Ancient and recent history shows that holding the Olympic Games in your country is a momentous event, one that is earned only by the most modernized states.  Greece was the epicenter of the ancient world, and the Olympics were held there.  By the turn of the 20th century, when the Olympic Games were revived they were held in the Western Hemisphere, which was then the economic and social center of the planet.  More recently, Japan had its coming out party with the opening of the bullet train and the Olympics there in the 1960s.  Now, in 2006, the Chinese government and people are preparing for their coming out.  China has began its course toward more open markets, and as a result, has made a name for itself on the world stage.  The top hat to this ensemble is the 2008 Olympics in their capital city of Beijing

       These Olympic Games are very relevant to our over arching discussion of transnationalism versus vernacular urbanism because it highlights the Chinese government's decision to move toward the former.  By throwing their name into the hat for the games, and then completely rebuilding the city of Beijing, the Chinese government has chosen transnationalism for its people, regardless of any other sentiment.  A very sad and often over looked aspect of the new building that is a result of the Olympics in 2008 is the massive displacement of communities from areas where new massive stadiums are being built.  Much like the situation described by Eric Darton in the article “The Janus Face of Architectural Terrorism,” the communities that live in the areas that will be soon built on for the Olympics are being displaced to new homes.  Like communities that were moved from their homes and businesses in New York City before the construction of the World Trade Centers, the Chinese communities of Beijing are being subjected to overpowering governments forcing them from their livelihoods and homes.  The Chinese communities are being ripped from what they know as familiar for many of the same reasons that the maritime community that had been in lower Manhattan for 300 years were displaced before the building of the World Trade Center in New York.

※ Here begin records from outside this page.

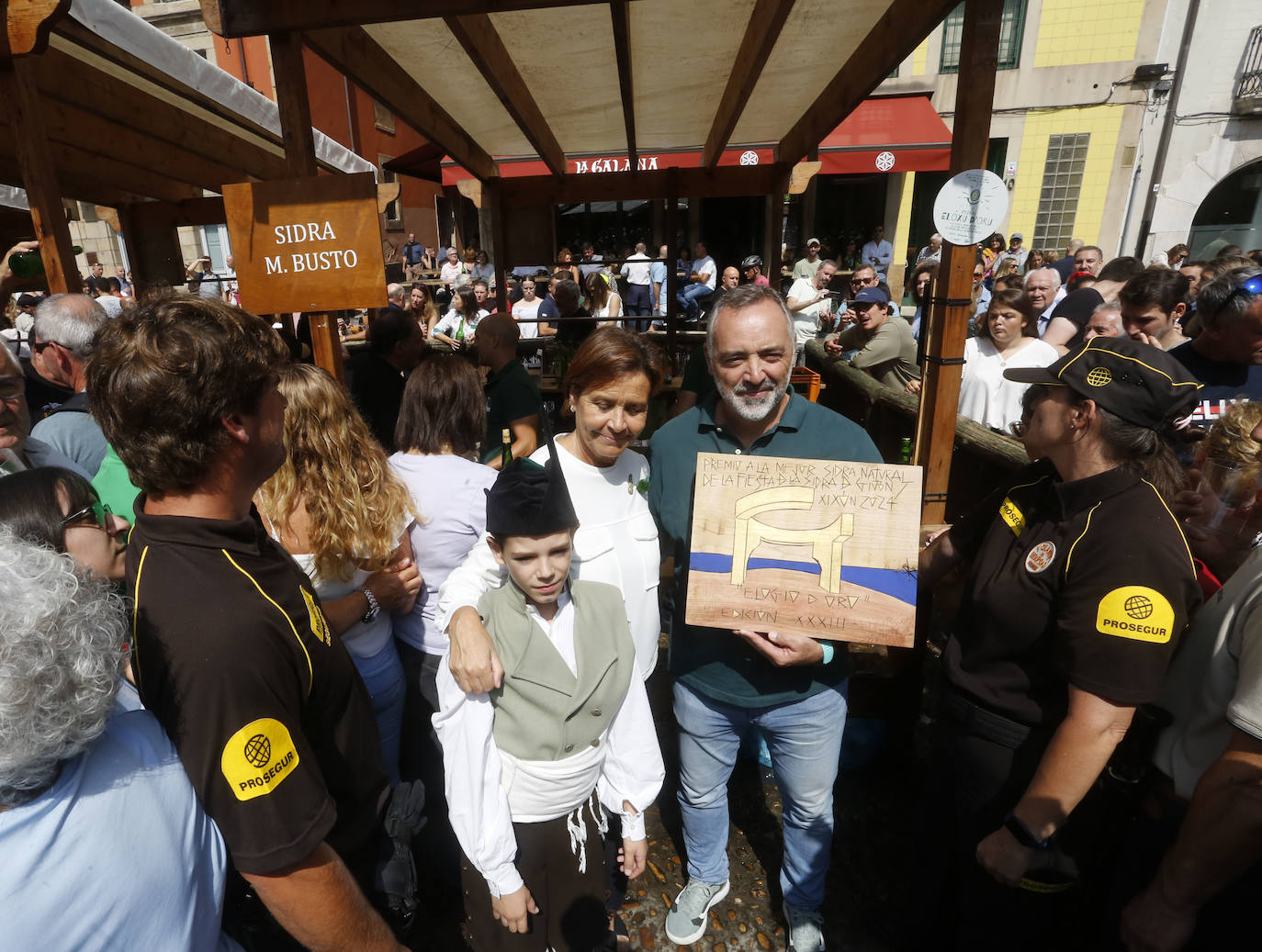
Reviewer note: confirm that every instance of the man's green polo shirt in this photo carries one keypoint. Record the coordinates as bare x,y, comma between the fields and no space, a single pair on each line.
512,394
713,661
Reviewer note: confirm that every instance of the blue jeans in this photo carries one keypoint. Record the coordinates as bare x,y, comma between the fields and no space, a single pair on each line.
806,743
688,297
383,676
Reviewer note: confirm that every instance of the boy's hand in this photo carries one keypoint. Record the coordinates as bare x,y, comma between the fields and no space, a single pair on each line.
472,660
631,857
513,911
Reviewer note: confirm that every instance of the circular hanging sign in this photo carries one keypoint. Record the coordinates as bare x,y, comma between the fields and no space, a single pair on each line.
968,208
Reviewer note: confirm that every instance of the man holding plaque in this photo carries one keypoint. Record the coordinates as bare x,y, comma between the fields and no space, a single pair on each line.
789,685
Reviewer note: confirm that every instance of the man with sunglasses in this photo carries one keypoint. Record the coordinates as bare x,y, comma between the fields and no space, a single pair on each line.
232,652
19,451
1227,354
61,342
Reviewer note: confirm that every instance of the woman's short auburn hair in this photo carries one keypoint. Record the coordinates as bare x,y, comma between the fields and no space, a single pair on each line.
164,375
443,408
1019,301
608,354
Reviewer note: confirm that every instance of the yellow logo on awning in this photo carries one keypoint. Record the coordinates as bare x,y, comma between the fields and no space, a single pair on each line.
1136,611
257,758
1009,513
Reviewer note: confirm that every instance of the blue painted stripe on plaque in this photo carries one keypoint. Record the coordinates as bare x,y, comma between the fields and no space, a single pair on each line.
895,583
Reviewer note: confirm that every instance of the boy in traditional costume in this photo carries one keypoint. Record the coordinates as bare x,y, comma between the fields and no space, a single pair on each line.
570,725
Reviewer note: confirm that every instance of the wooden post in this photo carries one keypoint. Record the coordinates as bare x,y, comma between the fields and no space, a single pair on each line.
671,247
949,307
773,229
293,105
492,201
296,127
808,207
39,176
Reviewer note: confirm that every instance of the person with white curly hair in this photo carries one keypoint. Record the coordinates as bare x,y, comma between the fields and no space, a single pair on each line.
96,812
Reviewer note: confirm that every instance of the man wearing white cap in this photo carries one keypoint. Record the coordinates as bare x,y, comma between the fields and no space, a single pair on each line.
809,265
1015,252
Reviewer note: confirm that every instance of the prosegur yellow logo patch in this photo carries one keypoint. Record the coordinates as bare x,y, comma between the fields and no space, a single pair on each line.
1099,375
1009,513
257,758
1136,611
320,627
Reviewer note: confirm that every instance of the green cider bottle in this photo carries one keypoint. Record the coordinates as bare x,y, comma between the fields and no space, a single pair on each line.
30,263
505,448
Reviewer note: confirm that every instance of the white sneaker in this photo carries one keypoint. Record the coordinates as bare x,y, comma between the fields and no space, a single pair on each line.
806,929
685,922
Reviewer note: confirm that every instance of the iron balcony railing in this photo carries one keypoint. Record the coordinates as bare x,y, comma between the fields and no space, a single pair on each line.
1247,97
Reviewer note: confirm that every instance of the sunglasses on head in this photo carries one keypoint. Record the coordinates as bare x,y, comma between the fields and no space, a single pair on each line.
1252,287
96,512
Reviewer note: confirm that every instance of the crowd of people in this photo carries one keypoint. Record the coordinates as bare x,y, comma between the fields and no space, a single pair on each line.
290,664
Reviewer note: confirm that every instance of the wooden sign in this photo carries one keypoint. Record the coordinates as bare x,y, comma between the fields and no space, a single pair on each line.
820,547
307,245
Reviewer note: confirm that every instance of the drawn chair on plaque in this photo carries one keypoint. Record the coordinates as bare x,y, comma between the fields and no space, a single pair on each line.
826,543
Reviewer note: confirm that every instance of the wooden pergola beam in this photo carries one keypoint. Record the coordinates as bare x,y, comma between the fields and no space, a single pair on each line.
894,37
621,17
296,110
253,17
357,56
761,33
63,78
39,165
491,58
86,128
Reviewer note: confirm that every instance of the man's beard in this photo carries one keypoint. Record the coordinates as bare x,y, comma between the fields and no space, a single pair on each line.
738,398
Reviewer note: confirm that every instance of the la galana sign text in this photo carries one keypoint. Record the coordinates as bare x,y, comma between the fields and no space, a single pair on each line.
307,245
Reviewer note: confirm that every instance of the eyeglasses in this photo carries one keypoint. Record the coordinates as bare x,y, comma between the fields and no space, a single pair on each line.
1252,287
96,510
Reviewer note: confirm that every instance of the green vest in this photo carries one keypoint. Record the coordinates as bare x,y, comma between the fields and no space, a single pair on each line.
543,711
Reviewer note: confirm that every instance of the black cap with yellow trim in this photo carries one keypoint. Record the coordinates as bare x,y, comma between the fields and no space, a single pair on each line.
1139,382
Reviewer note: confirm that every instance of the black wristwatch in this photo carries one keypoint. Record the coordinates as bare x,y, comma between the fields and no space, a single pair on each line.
1022,834
374,608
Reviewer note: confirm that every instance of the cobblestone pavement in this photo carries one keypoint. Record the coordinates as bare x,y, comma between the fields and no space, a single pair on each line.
868,903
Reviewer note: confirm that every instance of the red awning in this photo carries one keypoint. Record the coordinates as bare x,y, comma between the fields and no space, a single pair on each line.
891,134
894,134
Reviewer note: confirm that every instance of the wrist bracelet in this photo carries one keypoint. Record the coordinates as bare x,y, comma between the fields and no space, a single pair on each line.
1022,834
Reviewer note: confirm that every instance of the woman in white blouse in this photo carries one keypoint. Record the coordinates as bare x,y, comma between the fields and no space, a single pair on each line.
603,303
607,390
1008,338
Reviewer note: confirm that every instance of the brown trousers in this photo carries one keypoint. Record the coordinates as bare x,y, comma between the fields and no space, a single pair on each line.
570,904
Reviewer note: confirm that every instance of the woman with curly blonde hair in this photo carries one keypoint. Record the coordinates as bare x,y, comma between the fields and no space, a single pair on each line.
336,507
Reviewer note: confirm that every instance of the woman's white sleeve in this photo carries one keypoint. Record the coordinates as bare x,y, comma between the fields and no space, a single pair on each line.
633,769
478,806
468,583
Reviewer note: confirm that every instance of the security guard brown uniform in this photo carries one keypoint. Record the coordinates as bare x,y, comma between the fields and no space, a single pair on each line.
1086,583
233,657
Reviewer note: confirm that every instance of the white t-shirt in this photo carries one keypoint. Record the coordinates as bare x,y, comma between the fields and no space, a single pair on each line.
526,310
452,320
637,269
985,395
806,321
449,492
1214,680
705,266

        I was able to spend just over forty hours in Beijing, but every one of those forty hours had huge evidence of construction and progress toward transnational and away from the vernacular that makes up the 1.3 billion Chinese people.  The second we got into our bus from the airport to our hotel an hour away, we were affected by the reconstruction of Beijing that is a result of the games coming to the city, and all the crowds that accompany them, in two years.  We had to take an alternate route to our hotel, by passing the highway to smaller, more local roads.  The highway is being rebuilt better night by night, while traffic is sent to other roads that are also being worked on!  The fact that both the road I should be on is being fixed, and the alternative route that I am traveling is being repaired as well is a good indicator of the massive improvements planned by the city.  Once into Beijing, the sites were about the same, construction galore.

The National History Museum had a huge digital clock counting down the seconds until the games begin, some 686 days away.  The Forbidden City was only partially accessible because the government had decided to repair and clean every building in the complex.  I was only able to see a photo of the large throne room that was printed on the tarp that covered the original, due to the massive construction.  At night along the main pub street, I stumbled through pavement, gravel, and dirt roads, all being changed for the massive numbers of visitors expected in 2008.

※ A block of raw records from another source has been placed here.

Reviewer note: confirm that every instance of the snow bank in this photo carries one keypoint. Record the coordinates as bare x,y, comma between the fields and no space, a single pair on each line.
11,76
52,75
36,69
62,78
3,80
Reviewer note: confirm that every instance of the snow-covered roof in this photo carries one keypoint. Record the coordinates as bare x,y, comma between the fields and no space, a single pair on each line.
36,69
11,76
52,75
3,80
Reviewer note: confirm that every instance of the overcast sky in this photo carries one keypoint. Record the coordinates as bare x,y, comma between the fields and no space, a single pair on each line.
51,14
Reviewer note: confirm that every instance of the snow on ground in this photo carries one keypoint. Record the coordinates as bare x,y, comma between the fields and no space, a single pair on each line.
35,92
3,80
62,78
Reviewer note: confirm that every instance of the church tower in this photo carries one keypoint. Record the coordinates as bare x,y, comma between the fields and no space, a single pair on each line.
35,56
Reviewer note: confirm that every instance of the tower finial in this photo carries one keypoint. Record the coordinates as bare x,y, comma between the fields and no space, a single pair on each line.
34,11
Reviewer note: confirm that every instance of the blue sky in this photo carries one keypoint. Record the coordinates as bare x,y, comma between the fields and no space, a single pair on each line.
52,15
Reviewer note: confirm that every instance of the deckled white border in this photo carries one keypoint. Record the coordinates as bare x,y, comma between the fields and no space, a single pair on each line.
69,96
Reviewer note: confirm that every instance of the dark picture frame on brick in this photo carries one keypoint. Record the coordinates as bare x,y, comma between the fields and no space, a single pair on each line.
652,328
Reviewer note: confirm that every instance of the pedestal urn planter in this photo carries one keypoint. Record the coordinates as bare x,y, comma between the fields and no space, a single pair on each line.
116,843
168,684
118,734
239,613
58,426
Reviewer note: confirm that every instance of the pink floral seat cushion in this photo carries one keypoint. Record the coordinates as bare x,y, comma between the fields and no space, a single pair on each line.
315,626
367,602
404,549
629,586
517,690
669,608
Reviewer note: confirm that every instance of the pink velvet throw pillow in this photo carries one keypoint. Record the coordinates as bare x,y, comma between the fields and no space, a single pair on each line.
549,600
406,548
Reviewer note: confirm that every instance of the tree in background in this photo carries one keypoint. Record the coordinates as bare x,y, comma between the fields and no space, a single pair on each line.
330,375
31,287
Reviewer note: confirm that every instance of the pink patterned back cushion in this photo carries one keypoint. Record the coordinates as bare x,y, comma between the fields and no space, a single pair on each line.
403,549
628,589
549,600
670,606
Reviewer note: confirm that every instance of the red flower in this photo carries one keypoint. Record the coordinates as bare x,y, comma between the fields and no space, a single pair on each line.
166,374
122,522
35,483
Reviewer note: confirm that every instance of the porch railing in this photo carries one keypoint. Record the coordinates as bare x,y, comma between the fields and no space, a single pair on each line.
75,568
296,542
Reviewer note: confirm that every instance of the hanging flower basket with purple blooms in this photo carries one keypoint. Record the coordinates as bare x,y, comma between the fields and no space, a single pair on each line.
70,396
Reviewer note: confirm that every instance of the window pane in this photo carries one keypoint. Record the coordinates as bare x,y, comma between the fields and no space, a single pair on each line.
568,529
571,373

    All of these different sites point to an overwhelming change in direction for the aesthetics of the city, which tramples on the vernacular of Beijing.  The quaint local shops and markets are turned into tourist traps for the gain of the new more open government.  The Chinese want to break our in a big way in 2008 when the spotlight will be on their city.  Is the only way that the Chinese will be able to make this huge splash at the expense of the local culture that is being forced out of their otherwise unchanged lives?